As consumer advocate, Jo read all 2140 of the aforementioned submissions to the PBAC and summarised them in a report that was presented on Day 1 of the PBAC meeting. The number of submissions, Jo stated, was a clear response to a PBAC round inclusive of some ground breaking and curative therapies that invoked passionate responses in the high impact disease areas of hepatitis C and melanoma.

She explained that consumers are seeking a more expansive and accessible explanation of the rationale and outcome language behind the decision making presented in Public Summary Documents, the basis for PBAC recommendations, rejections or deferrals. She also highlighted the challenge of facilitating high quality and robust consumer engagements considering the abbreviated consultation period.

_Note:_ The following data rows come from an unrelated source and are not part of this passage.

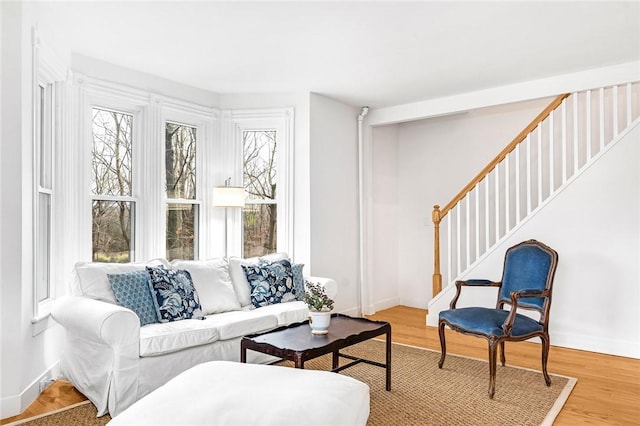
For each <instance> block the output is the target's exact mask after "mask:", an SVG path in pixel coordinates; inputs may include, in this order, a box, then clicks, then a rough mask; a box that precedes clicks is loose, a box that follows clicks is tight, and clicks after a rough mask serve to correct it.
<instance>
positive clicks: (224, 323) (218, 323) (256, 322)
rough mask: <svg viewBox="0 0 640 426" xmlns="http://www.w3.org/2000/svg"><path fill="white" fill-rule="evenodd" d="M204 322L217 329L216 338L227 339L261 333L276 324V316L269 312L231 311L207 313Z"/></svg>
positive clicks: (224, 339) (252, 311)
mask: <svg viewBox="0 0 640 426" xmlns="http://www.w3.org/2000/svg"><path fill="white" fill-rule="evenodd" d="M205 322H207V323H209V324H212V325H213V326H214V327H216V329H217V330H218V339H219V340H227V339H234V338H236V337H241V336H246V335H247V334H254V333H261V332H263V331H267V330H271V329H273V328H275V327H277V326H278V318H277V317H276V316H275V315H272V314H271V313H269V312H259V311H231V312H223V313H221V314H215V315H209V316H208V317H207V319H206V320H205Z"/></svg>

The public’s preference for engagement

Sally Wortley, a PhD research fellow, also presented her thoughts at ARCS on the role of the consumer in health technology assessment. She has been assessing the public’s preferences for engagement in HTA decision-making and noted that the National Institute for Health and Care Excellence (NICE) in the UK is seen as the leader in public engagement with both partisan and non-partisan approaches to engaging with the public. Sally’s fascinating research looks beyond the obvious ‘consumer engagement is important’ and investigates what works, identifying optimal methods and models for engagement.

Sally’s key findings have been that the extent and type of public engagement is influenced by four key factors:

  • technology value,
  • impact of the decision on individuals and society,
  • uncertainties in the evidence assessment process, and
  • confidence in the procedural justice of the HTA decision making process.

Significant strides in the consumer engagement space have been made with the PBAC engaging with a number of peak consumer health groups at the March 2015 meeting as well as their publishing of the outcomes of these discussions. However it will be very interesting to see how the role of the consumer and patient advocacy in HTA decision making will evolve moving forward.